Access data from any source#

ESMValCore supports a modular system for reading data from various data sources. In the future, this module may be extended with support for writing output data.

The interface is defined in the esmvalcore.io.protocol module and the other modules here provide an implementation for a particular data source.

esmvalcore.io#

A modular system for reading input data from various sources.

An input data source can be defined in the configuration by using esmvalcore.config.CFG, for example:

>>> from esmvalcore.config import CFG
>>> CFG["projects"]["CMIP6"]["data"]["local"] = {
        "type": "esmvalcore.local.LocalDataSource",
        "rootpath": "~/climate_data",
        "dirname_template": "{project}/{activity}/{institute}/{dataset}/{exp}/{ensemble}/{mip}/{short_name}/{grid}/{version}",
        "filename_template": "{short_name}_{mip}_{dataset}_{exp}_{ensemble}_{grid}*.nc",
    }

or as a YAML configuration file:

projects:
  CMIP6:
    data:
      local:
        type: "esmvalcore.local.LocalDataSource"
        rootpath: "~/climate_data"
        dirname_template: "{project}/{activity}/{institute}/{dataset}/{exp}/{ensemble}/{mip}/{short_name}/{grid}/{version}"
        filename_template: "{short_name}_{mip}_{dataset}_{exp}_{ensemble}_{grid}*.nc"

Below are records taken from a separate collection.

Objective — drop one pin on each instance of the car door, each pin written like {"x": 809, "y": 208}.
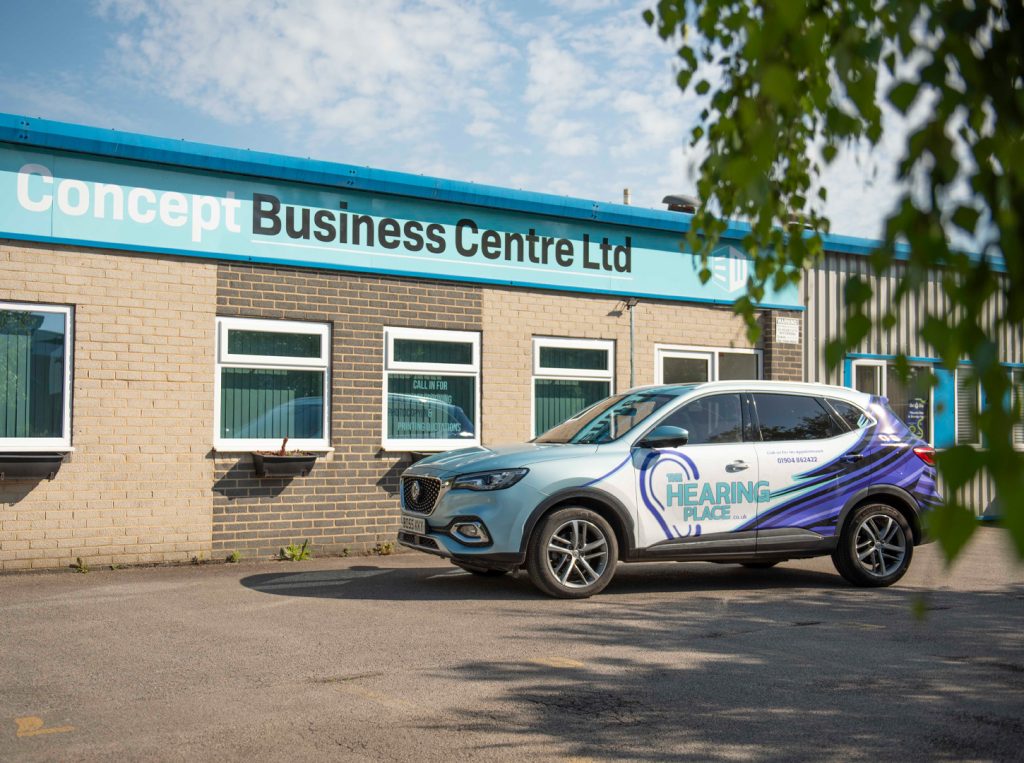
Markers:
{"x": 803, "y": 450}
{"x": 700, "y": 493}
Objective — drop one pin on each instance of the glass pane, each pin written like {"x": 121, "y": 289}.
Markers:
{"x": 911, "y": 399}
{"x": 574, "y": 357}
{"x": 715, "y": 419}
{"x": 967, "y": 408}
{"x": 853, "y": 415}
{"x": 733, "y": 366}
{"x": 684, "y": 370}
{"x": 793, "y": 417}
{"x": 612, "y": 417}
{"x": 273, "y": 343}
{"x": 32, "y": 374}
{"x": 558, "y": 399}
{"x": 867, "y": 379}
{"x": 421, "y": 407}
{"x": 271, "y": 404}
{"x": 420, "y": 350}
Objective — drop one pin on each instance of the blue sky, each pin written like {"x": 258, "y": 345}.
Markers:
{"x": 574, "y": 97}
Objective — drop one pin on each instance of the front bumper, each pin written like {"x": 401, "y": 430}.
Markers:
{"x": 503, "y": 513}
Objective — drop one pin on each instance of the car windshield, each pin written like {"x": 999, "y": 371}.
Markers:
{"x": 612, "y": 417}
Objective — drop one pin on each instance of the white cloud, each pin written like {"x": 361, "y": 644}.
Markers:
{"x": 365, "y": 69}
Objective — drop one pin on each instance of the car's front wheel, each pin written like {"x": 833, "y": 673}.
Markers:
{"x": 876, "y": 547}
{"x": 572, "y": 554}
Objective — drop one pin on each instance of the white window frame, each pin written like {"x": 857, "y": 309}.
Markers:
{"x": 395, "y": 444}
{"x": 224, "y": 359}
{"x": 1018, "y": 429}
{"x": 543, "y": 373}
{"x": 704, "y": 353}
{"x": 61, "y": 443}
{"x": 956, "y": 373}
{"x": 883, "y": 365}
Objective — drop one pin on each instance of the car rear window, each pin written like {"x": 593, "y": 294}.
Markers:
{"x": 786, "y": 417}
{"x": 852, "y": 415}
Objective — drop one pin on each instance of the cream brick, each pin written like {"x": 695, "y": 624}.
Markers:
{"x": 142, "y": 399}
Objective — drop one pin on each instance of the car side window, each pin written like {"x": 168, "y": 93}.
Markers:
{"x": 785, "y": 417}
{"x": 710, "y": 420}
{"x": 852, "y": 415}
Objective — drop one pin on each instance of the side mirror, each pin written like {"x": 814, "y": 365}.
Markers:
{"x": 665, "y": 436}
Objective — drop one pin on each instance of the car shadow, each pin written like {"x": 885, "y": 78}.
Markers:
{"x": 451, "y": 584}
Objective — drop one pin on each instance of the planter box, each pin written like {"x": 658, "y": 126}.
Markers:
{"x": 283, "y": 466}
{"x": 24, "y": 466}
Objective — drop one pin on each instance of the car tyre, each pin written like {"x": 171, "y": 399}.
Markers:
{"x": 572, "y": 554}
{"x": 876, "y": 547}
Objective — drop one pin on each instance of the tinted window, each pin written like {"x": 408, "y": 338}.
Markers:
{"x": 710, "y": 420}
{"x": 793, "y": 417}
{"x": 853, "y": 416}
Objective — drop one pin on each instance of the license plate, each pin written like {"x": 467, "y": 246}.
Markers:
{"x": 414, "y": 524}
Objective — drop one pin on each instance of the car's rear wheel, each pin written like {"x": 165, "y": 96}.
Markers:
{"x": 572, "y": 554}
{"x": 876, "y": 547}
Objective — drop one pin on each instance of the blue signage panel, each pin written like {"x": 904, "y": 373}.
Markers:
{"x": 127, "y": 205}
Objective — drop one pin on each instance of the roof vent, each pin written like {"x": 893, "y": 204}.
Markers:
{"x": 682, "y": 203}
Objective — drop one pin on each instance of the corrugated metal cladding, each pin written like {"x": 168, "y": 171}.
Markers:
{"x": 823, "y": 294}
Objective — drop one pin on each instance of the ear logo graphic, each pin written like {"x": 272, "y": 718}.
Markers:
{"x": 729, "y": 268}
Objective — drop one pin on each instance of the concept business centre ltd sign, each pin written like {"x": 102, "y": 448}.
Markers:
{"x": 118, "y": 204}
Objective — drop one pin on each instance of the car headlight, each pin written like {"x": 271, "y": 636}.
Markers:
{"x": 488, "y": 480}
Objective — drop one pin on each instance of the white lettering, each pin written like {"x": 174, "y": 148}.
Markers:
{"x": 173, "y": 209}
{"x": 46, "y": 201}
{"x": 117, "y": 196}
{"x": 231, "y": 205}
{"x": 65, "y": 188}
{"x": 136, "y": 214}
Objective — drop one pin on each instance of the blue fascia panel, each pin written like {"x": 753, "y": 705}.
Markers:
{"x": 105, "y": 142}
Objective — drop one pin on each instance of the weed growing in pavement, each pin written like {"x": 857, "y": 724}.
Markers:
{"x": 291, "y": 552}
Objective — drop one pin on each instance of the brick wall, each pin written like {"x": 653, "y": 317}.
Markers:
{"x": 513, "y": 316}
{"x": 350, "y": 498}
{"x": 137, "y": 486}
{"x": 782, "y": 362}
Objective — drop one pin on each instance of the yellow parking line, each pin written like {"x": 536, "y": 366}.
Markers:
{"x": 33, "y": 726}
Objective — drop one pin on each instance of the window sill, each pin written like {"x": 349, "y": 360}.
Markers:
{"x": 12, "y": 448}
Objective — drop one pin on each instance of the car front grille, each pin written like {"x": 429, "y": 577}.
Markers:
{"x": 420, "y": 494}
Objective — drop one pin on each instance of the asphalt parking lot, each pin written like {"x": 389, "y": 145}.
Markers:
{"x": 407, "y": 658}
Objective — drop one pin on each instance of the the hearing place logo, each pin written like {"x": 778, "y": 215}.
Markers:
{"x": 729, "y": 268}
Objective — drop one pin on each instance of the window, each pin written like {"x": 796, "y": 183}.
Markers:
{"x": 271, "y": 383}
{"x": 35, "y": 377}
{"x": 910, "y": 399}
{"x": 852, "y": 415}
{"x": 569, "y": 375}
{"x": 710, "y": 420}
{"x": 431, "y": 389}
{"x": 695, "y": 365}
{"x": 1017, "y": 380}
{"x": 968, "y": 406}
{"x": 785, "y": 417}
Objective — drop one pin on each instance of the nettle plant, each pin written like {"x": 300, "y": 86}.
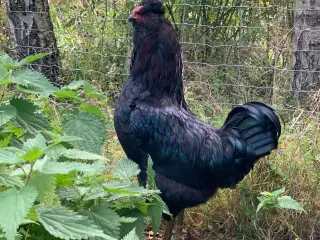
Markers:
{"x": 53, "y": 181}
{"x": 276, "y": 199}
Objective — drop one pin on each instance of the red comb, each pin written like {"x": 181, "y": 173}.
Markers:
{"x": 137, "y": 9}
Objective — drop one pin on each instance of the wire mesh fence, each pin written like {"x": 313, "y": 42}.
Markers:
{"x": 234, "y": 51}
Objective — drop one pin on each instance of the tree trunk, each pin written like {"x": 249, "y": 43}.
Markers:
{"x": 306, "y": 45}
{"x": 32, "y": 32}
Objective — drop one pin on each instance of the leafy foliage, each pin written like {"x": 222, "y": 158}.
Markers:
{"x": 274, "y": 199}
{"x": 53, "y": 180}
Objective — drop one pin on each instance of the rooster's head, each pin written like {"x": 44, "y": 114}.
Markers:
{"x": 148, "y": 14}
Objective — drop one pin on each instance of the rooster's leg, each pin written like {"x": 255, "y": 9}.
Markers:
{"x": 179, "y": 225}
{"x": 169, "y": 228}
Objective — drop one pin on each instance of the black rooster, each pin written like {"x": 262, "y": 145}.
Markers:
{"x": 191, "y": 158}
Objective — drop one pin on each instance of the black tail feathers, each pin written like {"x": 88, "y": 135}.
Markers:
{"x": 258, "y": 126}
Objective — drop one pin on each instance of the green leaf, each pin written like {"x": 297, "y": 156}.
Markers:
{"x": 279, "y": 191}
{"x": 81, "y": 155}
{"x": 69, "y": 193}
{"x": 17, "y": 131}
{"x": 30, "y": 59}
{"x": 9, "y": 181}
{"x": 107, "y": 219}
{"x": 94, "y": 110}
{"x": 15, "y": 205}
{"x": 155, "y": 213}
{"x": 70, "y": 139}
{"x": 27, "y": 118}
{"x": 5, "y": 141}
{"x": 289, "y": 203}
{"x": 7, "y": 112}
{"x": 66, "y": 179}
{"x": 32, "y": 154}
{"x": 151, "y": 175}
{"x": 75, "y": 85}
{"x": 127, "y": 220}
{"x": 39, "y": 141}
{"x": 66, "y": 224}
{"x": 33, "y": 82}
{"x": 5, "y": 60}
{"x": 126, "y": 169}
{"x": 51, "y": 167}
{"x": 259, "y": 207}
{"x": 89, "y": 127}
{"x": 127, "y": 188}
{"x": 44, "y": 184}
{"x": 64, "y": 94}
{"x": 55, "y": 151}
{"x": 7, "y": 157}
{"x": 138, "y": 225}
{"x": 94, "y": 193}
{"x": 131, "y": 235}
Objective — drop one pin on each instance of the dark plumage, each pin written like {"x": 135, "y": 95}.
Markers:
{"x": 191, "y": 158}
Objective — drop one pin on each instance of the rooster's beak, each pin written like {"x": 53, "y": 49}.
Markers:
{"x": 131, "y": 18}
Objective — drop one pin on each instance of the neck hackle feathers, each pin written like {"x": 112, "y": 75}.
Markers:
{"x": 152, "y": 6}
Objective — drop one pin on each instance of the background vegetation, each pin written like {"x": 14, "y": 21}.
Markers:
{"x": 234, "y": 51}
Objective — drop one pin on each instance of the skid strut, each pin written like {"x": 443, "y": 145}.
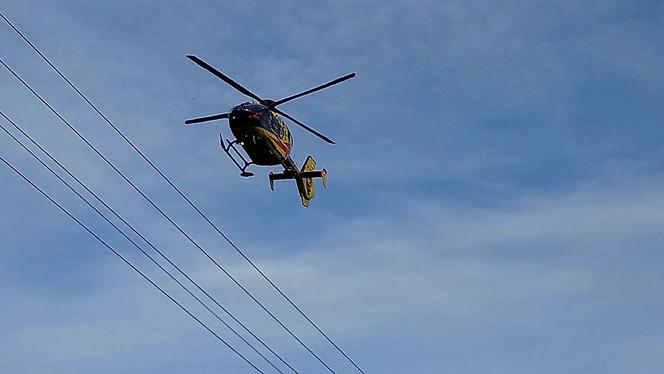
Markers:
{"x": 227, "y": 149}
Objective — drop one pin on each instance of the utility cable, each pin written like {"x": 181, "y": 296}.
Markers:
{"x": 127, "y": 237}
{"x": 87, "y": 142}
{"x": 194, "y": 206}
{"x": 116, "y": 253}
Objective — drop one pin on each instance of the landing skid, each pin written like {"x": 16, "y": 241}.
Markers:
{"x": 227, "y": 149}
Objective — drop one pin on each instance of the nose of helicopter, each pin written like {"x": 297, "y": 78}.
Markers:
{"x": 244, "y": 117}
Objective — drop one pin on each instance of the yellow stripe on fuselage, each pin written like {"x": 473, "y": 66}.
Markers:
{"x": 283, "y": 147}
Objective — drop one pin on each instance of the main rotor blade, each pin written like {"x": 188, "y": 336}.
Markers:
{"x": 215, "y": 117}
{"x": 305, "y": 126}
{"x": 225, "y": 78}
{"x": 307, "y": 92}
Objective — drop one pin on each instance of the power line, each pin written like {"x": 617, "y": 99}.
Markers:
{"x": 215, "y": 262}
{"x": 194, "y": 206}
{"x": 128, "y": 263}
{"x": 132, "y": 241}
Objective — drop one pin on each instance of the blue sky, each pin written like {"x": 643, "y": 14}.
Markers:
{"x": 495, "y": 196}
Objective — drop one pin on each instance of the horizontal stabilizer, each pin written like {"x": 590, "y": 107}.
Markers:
{"x": 303, "y": 179}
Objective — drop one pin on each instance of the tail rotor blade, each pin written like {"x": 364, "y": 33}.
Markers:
{"x": 225, "y": 78}
{"x": 215, "y": 117}
{"x": 305, "y": 126}
{"x": 307, "y": 92}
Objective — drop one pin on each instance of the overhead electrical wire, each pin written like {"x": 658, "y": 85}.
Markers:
{"x": 184, "y": 233}
{"x": 184, "y": 196}
{"x": 13, "y": 123}
{"x": 116, "y": 253}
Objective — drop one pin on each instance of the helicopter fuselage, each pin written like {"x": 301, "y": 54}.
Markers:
{"x": 261, "y": 133}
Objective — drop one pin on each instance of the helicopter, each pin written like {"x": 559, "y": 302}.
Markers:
{"x": 259, "y": 130}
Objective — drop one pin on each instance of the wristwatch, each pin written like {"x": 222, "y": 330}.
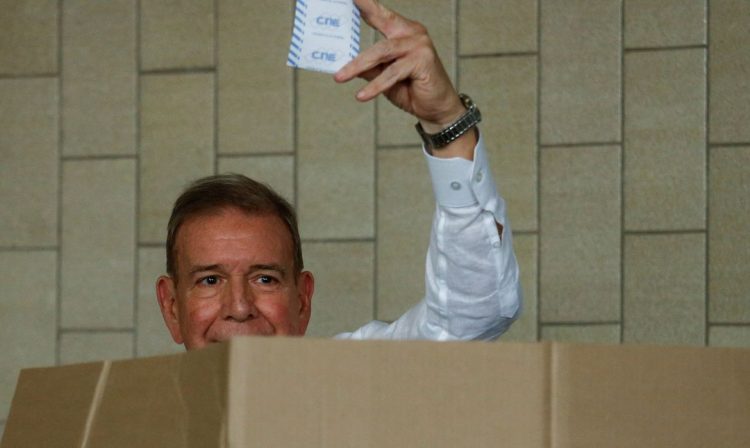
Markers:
{"x": 465, "y": 122}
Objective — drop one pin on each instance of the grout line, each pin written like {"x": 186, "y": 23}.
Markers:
{"x": 341, "y": 240}
{"x": 257, "y": 154}
{"x": 295, "y": 132}
{"x": 216, "y": 138}
{"x": 502, "y": 54}
{"x": 539, "y": 171}
{"x": 375, "y": 253}
{"x": 707, "y": 172}
{"x": 623, "y": 233}
{"x": 729, "y": 324}
{"x": 578, "y": 145}
{"x": 668, "y": 48}
{"x": 666, "y": 232}
{"x": 582, "y": 323}
{"x": 60, "y": 145}
{"x": 9, "y": 77}
{"x": 28, "y": 248}
{"x": 456, "y": 44}
{"x": 79, "y": 158}
{"x": 174, "y": 71}
{"x": 138, "y": 134}
{"x": 92, "y": 330}
{"x": 391, "y": 147}
{"x": 729, "y": 144}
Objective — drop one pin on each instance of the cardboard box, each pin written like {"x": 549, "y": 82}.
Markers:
{"x": 284, "y": 392}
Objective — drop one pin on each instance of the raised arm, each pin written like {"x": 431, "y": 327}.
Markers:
{"x": 472, "y": 288}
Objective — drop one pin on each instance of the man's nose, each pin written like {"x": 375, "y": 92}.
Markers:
{"x": 239, "y": 302}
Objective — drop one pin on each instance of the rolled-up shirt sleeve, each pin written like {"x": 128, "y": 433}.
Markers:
{"x": 472, "y": 287}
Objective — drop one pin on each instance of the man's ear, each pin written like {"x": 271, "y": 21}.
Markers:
{"x": 167, "y": 296}
{"x": 306, "y": 287}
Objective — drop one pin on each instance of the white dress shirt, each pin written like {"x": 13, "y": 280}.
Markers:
{"x": 471, "y": 276}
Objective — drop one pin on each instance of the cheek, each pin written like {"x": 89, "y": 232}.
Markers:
{"x": 198, "y": 317}
{"x": 278, "y": 312}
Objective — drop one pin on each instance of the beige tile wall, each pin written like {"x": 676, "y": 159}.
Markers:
{"x": 617, "y": 131}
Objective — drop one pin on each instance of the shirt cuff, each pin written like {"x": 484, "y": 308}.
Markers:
{"x": 458, "y": 182}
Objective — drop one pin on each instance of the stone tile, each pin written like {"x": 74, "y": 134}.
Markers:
{"x": 335, "y": 160}
{"x": 729, "y": 65}
{"x": 509, "y": 126}
{"x": 665, "y": 140}
{"x": 580, "y": 51}
{"x": 99, "y": 77}
{"x": 28, "y": 37}
{"x": 98, "y": 244}
{"x": 77, "y": 347}
{"x": 276, "y": 171}
{"x": 343, "y": 299}
{"x": 580, "y": 225}
{"x": 28, "y": 317}
{"x": 729, "y": 235}
{"x": 587, "y": 334}
{"x": 29, "y": 171}
{"x": 487, "y": 26}
{"x": 664, "y": 23}
{"x": 177, "y": 34}
{"x": 395, "y": 127}
{"x": 525, "y": 328}
{"x": 665, "y": 285}
{"x": 152, "y": 336}
{"x": 177, "y": 144}
{"x": 729, "y": 336}
{"x": 403, "y": 229}
{"x": 255, "y": 85}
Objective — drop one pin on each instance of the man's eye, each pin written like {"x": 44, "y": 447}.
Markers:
{"x": 266, "y": 280}
{"x": 209, "y": 280}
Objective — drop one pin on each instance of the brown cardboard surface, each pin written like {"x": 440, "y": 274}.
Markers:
{"x": 274, "y": 392}
{"x": 649, "y": 396}
{"x": 375, "y": 394}
{"x": 51, "y": 406}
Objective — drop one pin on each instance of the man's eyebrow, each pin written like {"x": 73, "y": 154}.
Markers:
{"x": 256, "y": 267}
{"x": 269, "y": 267}
{"x": 203, "y": 268}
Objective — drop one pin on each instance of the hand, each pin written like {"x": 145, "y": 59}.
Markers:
{"x": 405, "y": 68}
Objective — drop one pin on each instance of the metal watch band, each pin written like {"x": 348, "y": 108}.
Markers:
{"x": 463, "y": 124}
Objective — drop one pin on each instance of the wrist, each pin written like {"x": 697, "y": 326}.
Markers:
{"x": 466, "y": 121}
{"x": 446, "y": 119}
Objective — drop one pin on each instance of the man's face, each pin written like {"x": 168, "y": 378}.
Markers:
{"x": 234, "y": 276}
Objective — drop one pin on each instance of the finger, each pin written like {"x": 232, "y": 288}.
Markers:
{"x": 382, "y": 52}
{"x": 392, "y": 74}
{"x": 373, "y": 73}
{"x": 385, "y": 20}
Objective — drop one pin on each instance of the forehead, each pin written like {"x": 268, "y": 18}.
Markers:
{"x": 231, "y": 235}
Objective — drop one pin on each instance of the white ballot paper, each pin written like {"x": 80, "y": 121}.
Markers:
{"x": 325, "y": 35}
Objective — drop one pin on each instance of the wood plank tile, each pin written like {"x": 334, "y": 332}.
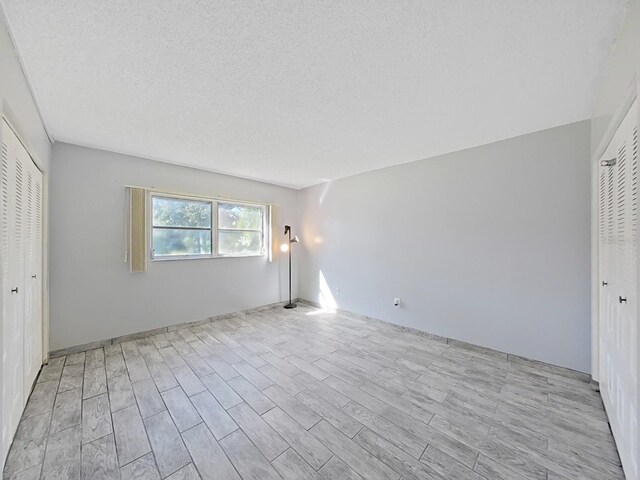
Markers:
{"x": 305, "y": 444}
{"x": 182, "y": 412}
{"x": 120, "y": 392}
{"x": 96, "y": 418}
{"x": 332, "y": 414}
{"x": 148, "y": 398}
{"x": 216, "y": 418}
{"x": 225, "y": 395}
{"x": 292, "y": 466}
{"x": 297, "y": 410}
{"x": 336, "y": 468}
{"x": 351, "y": 453}
{"x": 144, "y": 468}
{"x": 95, "y": 383}
{"x": 99, "y": 459}
{"x": 188, "y": 380}
{"x": 268, "y": 441}
{"x": 250, "y": 394}
{"x": 166, "y": 443}
{"x": 131, "y": 438}
{"x": 207, "y": 455}
{"x": 246, "y": 458}
{"x": 62, "y": 458}
{"x": 163, "y": 376}
{"x": 67, "y": 410}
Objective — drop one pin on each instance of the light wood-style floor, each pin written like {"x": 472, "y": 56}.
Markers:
{"x": 299, "y": 394}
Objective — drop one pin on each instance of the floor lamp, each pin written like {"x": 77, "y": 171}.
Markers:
{"x": 287, "y": 230}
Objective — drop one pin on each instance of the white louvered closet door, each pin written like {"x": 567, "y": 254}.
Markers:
{"x": 21, "y": 249}
{"x": 12, "y": 286}
{"x": 32, "y": 272}
{"x": 618, "y": 233}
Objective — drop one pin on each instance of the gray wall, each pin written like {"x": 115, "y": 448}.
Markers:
{"x": 93, "y": 295}
{"x": 18, "y": 106}
{"x": 488, "y": 245}
{"x": 623, "y": 68}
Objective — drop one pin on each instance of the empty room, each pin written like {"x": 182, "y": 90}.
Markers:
{"x": 320, "y": 240}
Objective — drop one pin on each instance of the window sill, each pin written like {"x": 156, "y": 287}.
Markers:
{"x": 208, "y": 257}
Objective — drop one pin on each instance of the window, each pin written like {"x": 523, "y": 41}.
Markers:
{"x": 185, "y": 227}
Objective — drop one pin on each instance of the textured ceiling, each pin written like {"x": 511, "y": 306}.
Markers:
{"x": 299, "y": 92}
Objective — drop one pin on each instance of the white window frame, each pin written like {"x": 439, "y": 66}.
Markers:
{"x": 215, "y": 231}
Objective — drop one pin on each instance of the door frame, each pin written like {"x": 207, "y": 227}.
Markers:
{"x": 8, "y": 117}
{"x": 633, "y": 93}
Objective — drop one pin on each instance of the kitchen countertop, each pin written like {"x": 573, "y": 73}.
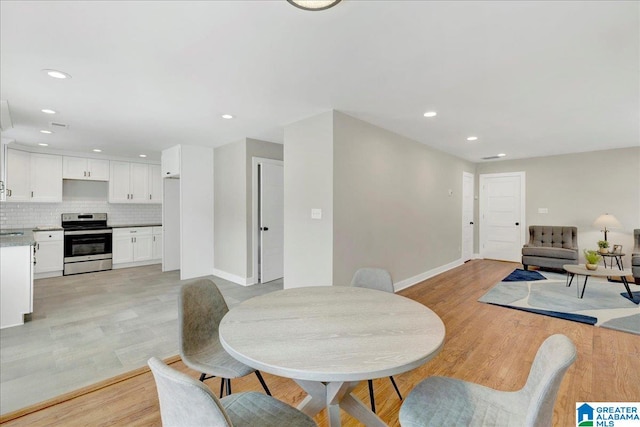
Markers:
{"x": 8, "y": 237}
{"x": 133, "y": 225}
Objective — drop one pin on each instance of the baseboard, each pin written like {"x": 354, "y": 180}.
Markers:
{"x": 243, "y": 281}
{"x": 403, "y": 284}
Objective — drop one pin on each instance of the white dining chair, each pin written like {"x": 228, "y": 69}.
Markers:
{"x": 439, "y": 401}
{"x": 201, "y": 307}
{"x": 379, "y": 279}
{"x": 185, "y": 402}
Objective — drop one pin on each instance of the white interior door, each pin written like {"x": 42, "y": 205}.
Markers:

where CMIP6 is a project, and local is a unique name describing the data source. The data source type, esmvalcore.local.LocalDataSource, in the example above, needs to implement the esmvalcore.io.protocol.DataSource protocol. Any remaining key-value pairs in the configuration, rootpath, dirname_template, and filename_template in this example, are passed as keyword arguments to the data source when it is created.

If there are multiple data sources configured for a project, deduplication of search results happens based on the esmvalcore.io.protocol.DataElement.name attribute and the "version" facet in esmvalcore.io.protocol.DataElement.facets of the data elements provided by the data sources. If no version facet is specified in the search, the latest version will be used. If there is a tie, the data element provided by the data source with the lowest value of esmvalcore.io.protocol.DataSource.priority is chosen.

Functions:

load_data_sources(session[, project])

Get the list of available data sources.

esmvalcore.io.load_data_sources(session: Session, project: str | None = None) list[DataSource][source]#

Get the list of available data sources.

If no priority is configured for a data source, the default priority of 1 is used.

Parameters:
  • session (Session) – The configuration.

  • project (str | None) – If specified, only data sources for this project are returned.

Returns:

A list of available data sources.

Return type:

list of DataSource

Raises:

ValueError: – If the project or its settings are not found in the configuration.